Codestin Search App

Fix

Fix AverageMeter for n > 1 cases.

Breaking Changes

Delete batch object after iteration complete.
Don't store data loader in the state of engine.

New Features

Return metrics from fit method the same way as from from validate.
Use constructor from BuildModel to be able to user pass build_order.

Docs

New guides on:

Custom metrics.
Partial weights loading and manipulation.
Model export.
Custom callbacks.
LR schedulers.

Other improvements:

New solutions of competitions to examples.
Improve docstrings in many places.

Chore

Use pyproject.toml.
Update GitHub Actions versions.
Update dependencies.
Use ruff linter.

Full Changelog: v1.0.0...v1.1.0

New Features

Add mode argument to argus.Model.train (like in torch).

Docs

Add guides that provide an in-depth overview of how the framework works (link).
Fix minor typos in docstrings.

Examples

New example with sequential LR scheduler (link).
Transitioning from torch.distributed.launch to torchrun in cifar_advanced example.

Chore

Add __all__ for all modules.
Update CUDA 11.3.1.
Update PyTorch 1.10.0.

New Features

Share train and val states between phases with phase_states attribute of state.

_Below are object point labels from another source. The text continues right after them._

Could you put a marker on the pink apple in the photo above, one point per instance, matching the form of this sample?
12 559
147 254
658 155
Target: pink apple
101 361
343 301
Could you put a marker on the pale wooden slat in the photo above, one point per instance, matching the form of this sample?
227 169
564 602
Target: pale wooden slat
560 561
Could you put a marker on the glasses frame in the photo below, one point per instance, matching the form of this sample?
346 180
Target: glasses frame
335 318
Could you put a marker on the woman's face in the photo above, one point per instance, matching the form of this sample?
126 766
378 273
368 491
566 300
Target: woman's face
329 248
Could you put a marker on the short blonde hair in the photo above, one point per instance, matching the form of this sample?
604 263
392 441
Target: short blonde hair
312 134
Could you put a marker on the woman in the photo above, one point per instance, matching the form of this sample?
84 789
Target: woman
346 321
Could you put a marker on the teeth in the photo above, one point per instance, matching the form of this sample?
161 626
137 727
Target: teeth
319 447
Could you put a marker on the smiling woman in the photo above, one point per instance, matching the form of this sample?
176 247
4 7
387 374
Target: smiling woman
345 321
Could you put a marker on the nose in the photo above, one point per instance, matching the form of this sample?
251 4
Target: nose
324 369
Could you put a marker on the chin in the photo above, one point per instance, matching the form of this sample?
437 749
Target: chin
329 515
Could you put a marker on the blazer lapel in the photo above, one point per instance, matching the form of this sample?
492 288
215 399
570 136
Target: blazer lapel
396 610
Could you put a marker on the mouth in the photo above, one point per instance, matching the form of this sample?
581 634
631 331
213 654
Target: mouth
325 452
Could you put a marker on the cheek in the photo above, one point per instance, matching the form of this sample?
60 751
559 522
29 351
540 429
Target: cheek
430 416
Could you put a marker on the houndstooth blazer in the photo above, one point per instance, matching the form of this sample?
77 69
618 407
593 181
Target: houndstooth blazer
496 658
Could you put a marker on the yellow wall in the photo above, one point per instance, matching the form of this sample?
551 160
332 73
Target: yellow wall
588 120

 @argus.callbacks.on_epoch_complete
 def some_validation_callback(state: argus.engine.State):
     train_step_output = state.phase_states['train'].step_output
     ...

Option to use custom state load function for argus.load_model.

def state_load_from_dir(dir_path):
    file_path = pathlib.Path(dir_path) / 'some_model_name.pth'
    return torch.load(dir_path)

model = load_model(path_to_dir_with_model,
                   state_load_func=custom_state_load_func)

Docs

Argus logo!
Migrate to pydata-sphinx-theme.

Fix

Fix sdist package installation by adding MANIFEST.in with requirements.txt.

Examples

Use torch.cuda.amp instead Apex in advanced CIFAR example.
Add as an example solution for RANZCR CLiP - Catheter and Line Position Challenge.

Chore

setup.cfg with pytest and flake8 settings.
CI check code style with flake8.
Run tests on macOS and Windows.
Update Dockerfile and tests to PyTorch 1.8.0.
Update Dockerfile to CUDA 11.1.

New Features

Add saving of optimizer state for argus.Model and checkpoint callbacks.

model.save('models/model.pth', optimizer_state=True)

checkpoint = Checkpoint(dir_path='models/', optimizer_state=True)

Add get_device method to argus.Model.
Typing and fixing most cases of mypy errors.

Fix

Remove torch.optim._multi_tensor optimizers from defaults (torch >= 1.7.0).

Docs

Section argus.engine.
Section argus.metrics.
Section argus.utils with deep conversions.
Add docs for decorator callbacks.
Add docs for argus.Model methods: __init__, set_device, get_device, get_nn_module.
Update examples section.
Proofread and improve docs. Many small docstring fixes.

Internal changes

Use abstract container classes from collections.abc.
Now Engine and State only work with the argus.Model methods as a step_method. Phase name takes from the method name.
Simplify default logging.

Breaking Changes

Change optimizer state in argus.load_model. Now change_state_dict_func takes two arguments nn_state_dict and optimizer_state_dict (example).
Remove handler_kwargs_dict from the attach method of argus.callbacks.Callback.

New Features

Tests, 100% coverage (codecov).

Mechanism of params replacement while model loading (example).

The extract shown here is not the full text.